When I think of Hollow Knight, I think of Quirrel.
Quirrel is a bug who finds himself returning to Hallownest for reasons he does not know. It just calls for him and he heeds its call. It’s the same call he invokes when you meet outside of Monomon’s archives in the heart of the Fog Canyon. He’s sure it’ll be his undoing but he does it anyway. He can’t not. He follows that feeling all the way to your encounter with Uumuu and lends a helping hand from a gentle soul. Quirrel finds peace in knowing that he aided you in restoring it to the place he once gave his life to. His sword remains in the sands of Blue Lake as he departs.
I also think of Zote the Mighty. Zote’s a little lost and is just here trying to find himself. He’s looking in the wrong places. In the Colosseum of Fools, I smacked him around just enough for him to learn that I think. On the surface, in Dirtmouth, he spends the rest of his days with a new companion to regale with tales of his greatness because in someone, not something, has Zote found what he came to Hallownest for.
I think of Tiso, who came for glory. I think of the lessons he could’ve learned from watching Zote. I think of his body decaying at the bottom of Kingdoms Edge, sure to join the leagues of others who just couldn’t cut it. I’m sorry it had to be that way.
I think of Cloth, the unlikeliest of heroes. A gentle giantess by bugs standards, who could never bring herself to harm a thing. I think of how she saved me from the Traitor Lord. I think of the sacrifice she had to make to do that for me. She’s the greatest hero of Hallownest and no one will ever know. But I will.

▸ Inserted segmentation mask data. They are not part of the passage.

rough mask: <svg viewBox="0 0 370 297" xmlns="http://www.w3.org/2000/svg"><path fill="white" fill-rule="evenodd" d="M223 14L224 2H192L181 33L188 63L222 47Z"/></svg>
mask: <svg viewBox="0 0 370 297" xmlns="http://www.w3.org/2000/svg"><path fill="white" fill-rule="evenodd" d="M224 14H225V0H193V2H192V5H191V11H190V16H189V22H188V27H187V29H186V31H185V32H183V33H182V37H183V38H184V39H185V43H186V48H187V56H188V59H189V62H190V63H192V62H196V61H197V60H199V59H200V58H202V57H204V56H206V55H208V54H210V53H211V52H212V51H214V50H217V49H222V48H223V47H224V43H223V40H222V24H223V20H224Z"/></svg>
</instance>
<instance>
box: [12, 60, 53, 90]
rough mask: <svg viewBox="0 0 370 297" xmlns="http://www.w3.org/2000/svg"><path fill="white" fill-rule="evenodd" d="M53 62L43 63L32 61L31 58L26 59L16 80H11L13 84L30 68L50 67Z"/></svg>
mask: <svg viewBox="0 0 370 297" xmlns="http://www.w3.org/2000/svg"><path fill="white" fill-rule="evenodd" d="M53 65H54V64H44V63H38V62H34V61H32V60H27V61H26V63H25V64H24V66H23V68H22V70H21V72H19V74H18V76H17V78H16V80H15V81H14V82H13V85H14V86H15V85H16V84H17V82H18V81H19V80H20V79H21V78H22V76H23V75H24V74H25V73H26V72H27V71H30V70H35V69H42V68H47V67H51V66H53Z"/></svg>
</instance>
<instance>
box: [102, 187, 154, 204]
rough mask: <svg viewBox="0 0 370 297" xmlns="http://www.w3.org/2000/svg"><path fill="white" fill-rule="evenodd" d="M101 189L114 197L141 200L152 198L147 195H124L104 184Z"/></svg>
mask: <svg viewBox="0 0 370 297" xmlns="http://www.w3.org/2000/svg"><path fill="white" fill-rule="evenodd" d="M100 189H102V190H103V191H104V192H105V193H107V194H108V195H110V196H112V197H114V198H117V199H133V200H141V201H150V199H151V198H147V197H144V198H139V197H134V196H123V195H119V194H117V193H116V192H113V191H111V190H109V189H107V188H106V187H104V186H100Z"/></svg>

Hollow Knight is a composition of perfectly flawed human stories like this. Like all of them, I am unspeakably drawn to Hallownest. Hallownest holds so much promise. It changes people and makes them feel whole, or at least that’s what it promises. Like a lot of those stories, we can’t tell how it all ends but know that some resolution will come of the journey. We just have to take the leap.
Hallownest may be a metaphor here, y’all.
I’ve found myself in a place in life where everything is up in the air. I’m on the precipice of setting into motion a series of changes that could alter everything for a long time. This is uncharted territory for me. As far as all-time great treks into the unknown go, there’s adulthood and Hollow Knight. It understands the fear of leaping into something new and mysterious but also gets why we do it anyways. It succeeds at letting you derive your own meaning from the perils of the path laid out before you. More importantly it allows you the time to explore the world of possibilities before you, even if the thing beyond the doorway is utterly frightening. There’s no more perfect a game to capture what life has been like for a while and I’m eternally grateful to it for what it’s been able to give me: a renewed excitement about the future despite the mystery surrounding it.